“2016 Oscar Nominated Films — Live Action” opens Friday at Sundance Cinemas. Not rated, 1:30, three stars out of four. I’ll be doing a post-show chat after the 7:15 p.m. Tuesday show.
The five nominees contending for an Oscar for Best Live-Action Short are usually a dour lot. Searing but hopeful drama about a child caught in a war zone? Check. Quietly comic tale featuring hesitant cooperation between two sides in a protracted, seemingly impossible conflict? Miserablist European drama about a family in crisis? Check.
Which is not to say the films are bad. Some of this year’s offerings, which opens Friday at Sundance Cinemas, are quite good. But when so many inventive short films are being made and distributed, it’s a little tiring to see the same familiar storylines, the same conventional narratives, repeating themselves.
The best of the bunch of this year’s offerings is the miserablist European drama. “Everything Will Be Okay,” by Patrick Vollrath, keeps things on a low-key simmer, as a divorced father picks up his young daughter for his usual daily visitation. As the day progresses, the daughter starts to slowly pick up on the fact that something isn’t right. Why is Daddy selling the car? Why is he getting a passport photo taken?
Vollrath keeps us in suspense precisely because he shoots all this in a natural, unhurried way, so that everything really does seem okay even as the audience (and the daughter) begin to realize that it’s not. The film ends with a wrenching, protracted emotional scene that fades to black without resolution, leaving us a little shaken.
The other film I really liked was British director Benjamin Cleary’s cheerier “Stutterer,” which puts us inside the head of a lonely young man (Matthew Needham) whose speech impediment keeps him from having meaningful connections in his life. Cleary really makes us feel the man’s frustration through the use of voiceover narration – while words awkwardly force themselves out of his mouth one by one, they flow through his mind in great, clear torrents, yearning to get out.

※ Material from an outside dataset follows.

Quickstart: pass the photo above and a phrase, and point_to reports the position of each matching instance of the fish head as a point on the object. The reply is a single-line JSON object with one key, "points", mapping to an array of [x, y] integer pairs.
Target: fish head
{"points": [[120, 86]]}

The story of “Stutterer” revolves around the man’s online courtship of another woman, and his nervousness once she suggests they meet in person. “Stutterer” has a late plot twist that you’ll probably see coming, but by that point I was so invested in the character I didn’t mind the machinations.
“Klok” is this year’s child-in-a-war-zone entry, a searing look back at ethnic cleansing in 1990s Serbia, and how the strife took its toll on a friendship between a Serbian boy and an Albanian boy. The filmmaking is solid and the performances moving, but the way the film goes out of its way to be cruel, with multiple shots of children with guns held to their heads, feels exploitative.
“Day One,” is by Henry Hughes, who served alongside U.S. troops in Afghanistan in 2009 and based the story on his interpreter. In the film, an Afghan-American woman newly arrives in the war zone to serve as a translator, and must mediate between soldiers and a local family. A quick scene, in which the interpreter betrays a child’s trust to get information on the family, is much more powerful than the protracted melodrama that follows involving a mother going into labor.
Finally, Basil Khalil and Eric Dupont’s “Ave Maria” has the distinction of being the first Palestinian film to be nominated for an Oscar. It’s an uneven comic fable about the culture clash when a Palestinian family crashes their car into the side of a convent, and the nuns try to figure out a way around their vows of silence to help them. It’s sweet but scattered.